Optimizing Large File Uploads to S3 with AWS CLI
Install AWS CLI v2 through your system’s package manager for production deployments.
On Debian/Ubuntu:
sudo apt-get update
sudo apt-get install awscli
On RHEL/CentOS/Fedora:
sudo dnf install awscli
Or use the official installer directly:
curl "https://awscli.amazonaws.com/awscli-exe-linux-x86_64.zip" -o "awscli-v2.zip"
unzip awscli-v2.zip
sudo ./aws/install
Verify installation:
aws --version
Configure AWS CLI credentials
Set up credentials interactively:
aws configure
You’ll be prompted for AWS Access Key ID, Secret Access Key, default region, and output format. Credentials are stored in ~/.aws/credentials and ~/.aws/config.
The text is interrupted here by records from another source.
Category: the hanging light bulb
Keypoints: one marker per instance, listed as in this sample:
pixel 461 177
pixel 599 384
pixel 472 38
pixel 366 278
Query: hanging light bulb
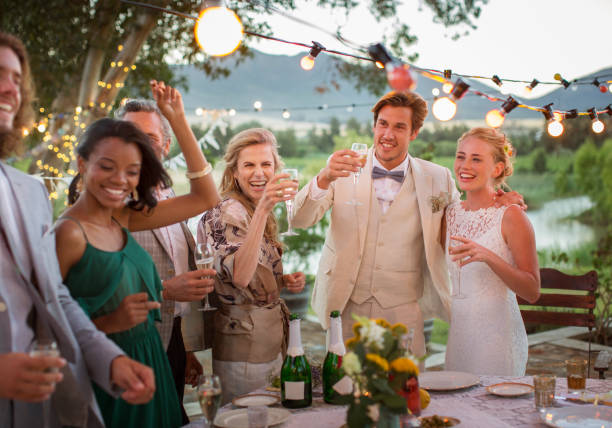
pixel 554 126
pixel 218 30
pixel 527 90
pixel 597 125
pixel 495 118
pixel 307 62
pixel 398 74
pixel 445 108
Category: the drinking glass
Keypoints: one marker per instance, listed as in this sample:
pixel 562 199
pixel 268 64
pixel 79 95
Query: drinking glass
pixel 293 176
pixel 205 258
pixel 576 374
pixel 209 396
pixel 46 348
pixel 544 390
pixel 362 151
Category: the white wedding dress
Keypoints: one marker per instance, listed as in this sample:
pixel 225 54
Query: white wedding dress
pixel 487 335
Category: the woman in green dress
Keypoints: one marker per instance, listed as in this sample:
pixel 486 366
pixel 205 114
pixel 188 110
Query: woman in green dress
pixel 107 271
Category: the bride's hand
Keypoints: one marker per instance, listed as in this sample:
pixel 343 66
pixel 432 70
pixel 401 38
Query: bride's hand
pixel 468 251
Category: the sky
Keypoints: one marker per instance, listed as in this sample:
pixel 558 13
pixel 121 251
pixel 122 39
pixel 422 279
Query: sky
pixel 515 39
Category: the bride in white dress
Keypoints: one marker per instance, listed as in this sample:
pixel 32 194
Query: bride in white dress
pixel 491 256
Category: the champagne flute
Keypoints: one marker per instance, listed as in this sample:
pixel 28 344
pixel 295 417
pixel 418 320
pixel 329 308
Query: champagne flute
pixel 293 176
pixel 46 348
pixel 209 396
pixel 362 150
pixel 205 258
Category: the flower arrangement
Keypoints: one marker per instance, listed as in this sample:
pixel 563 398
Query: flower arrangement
pixel 379 364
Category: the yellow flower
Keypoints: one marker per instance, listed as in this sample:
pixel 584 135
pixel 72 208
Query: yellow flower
pixel 404 365
pixel 399 329
pixel 383 323
pixel 379 361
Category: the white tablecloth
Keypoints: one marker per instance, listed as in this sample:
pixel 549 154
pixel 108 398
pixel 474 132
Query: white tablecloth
pixel 474 406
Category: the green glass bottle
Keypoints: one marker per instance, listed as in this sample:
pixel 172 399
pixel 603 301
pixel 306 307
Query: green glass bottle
pixel 296 378
pixel 333 359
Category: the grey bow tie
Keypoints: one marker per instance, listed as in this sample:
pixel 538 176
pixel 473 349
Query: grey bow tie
pixel 394 175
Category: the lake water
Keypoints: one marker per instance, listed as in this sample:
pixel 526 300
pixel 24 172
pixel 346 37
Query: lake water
pixel 552 230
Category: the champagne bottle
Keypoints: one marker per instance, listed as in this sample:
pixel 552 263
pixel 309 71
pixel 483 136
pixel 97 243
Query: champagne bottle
pixel 333 359
pixel 296 378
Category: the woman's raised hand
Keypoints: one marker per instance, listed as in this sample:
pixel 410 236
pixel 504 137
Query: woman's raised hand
pixel 276 192
pixel 294 282
pixel 168 99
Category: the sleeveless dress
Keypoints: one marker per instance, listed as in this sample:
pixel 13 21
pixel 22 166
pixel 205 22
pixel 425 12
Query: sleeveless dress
pixel 487 335
pixel 99 281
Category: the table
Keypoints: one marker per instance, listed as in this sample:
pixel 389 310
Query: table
pixel 474 406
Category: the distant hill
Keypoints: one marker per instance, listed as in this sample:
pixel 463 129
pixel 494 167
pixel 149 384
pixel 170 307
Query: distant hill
pixel 279 82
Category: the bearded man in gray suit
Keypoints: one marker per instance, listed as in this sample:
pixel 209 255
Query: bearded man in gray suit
pixel 34 304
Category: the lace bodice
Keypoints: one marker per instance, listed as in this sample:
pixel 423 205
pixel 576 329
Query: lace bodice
pixel 487 334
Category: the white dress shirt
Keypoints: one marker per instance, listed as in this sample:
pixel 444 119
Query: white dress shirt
pixel 385 188
pixel 18 302
pixel 179 251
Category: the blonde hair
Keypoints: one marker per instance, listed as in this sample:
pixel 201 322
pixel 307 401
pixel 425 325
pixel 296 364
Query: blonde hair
pixel 229 185
pixel 501 148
For multiple environments, use named profiles:
aws configure --profile production
aws configure --profile development
aws configure --profile staging
Reference the profile when running commands:
aws s3 cp file.data s3://bucket/path/ --profile production
For EC2 instances: Use IAM instance roles instead of stored credentials. IAM roles provide temporary credentials automatically, eliminating the need to manage long-lived access keys. Configure your EC2 instance profile with the appropriate IAM role, and AWS CLI will use those credentials without additional setup.
Upload large files to S3
AWS CLI handles multipart uploads automatically for large files. For a 150GB file:
aws s3 cp ./150GB.data s3://bucket-name/store_dir/
The tool automatically:
- Splits the file into configurable chunks (default 8MB for files over 100MB)
- Uploads parts in parallel with automatic retry
- Reassembles on S3
Progress output shows:
Completed 1234 of 9896 part(s) with 1 file(s) remaining
upload: ./150GB.data to s3://bucket-name/store_dir/150GB.data
Individual parts can fail and retry without restarting the entire upload.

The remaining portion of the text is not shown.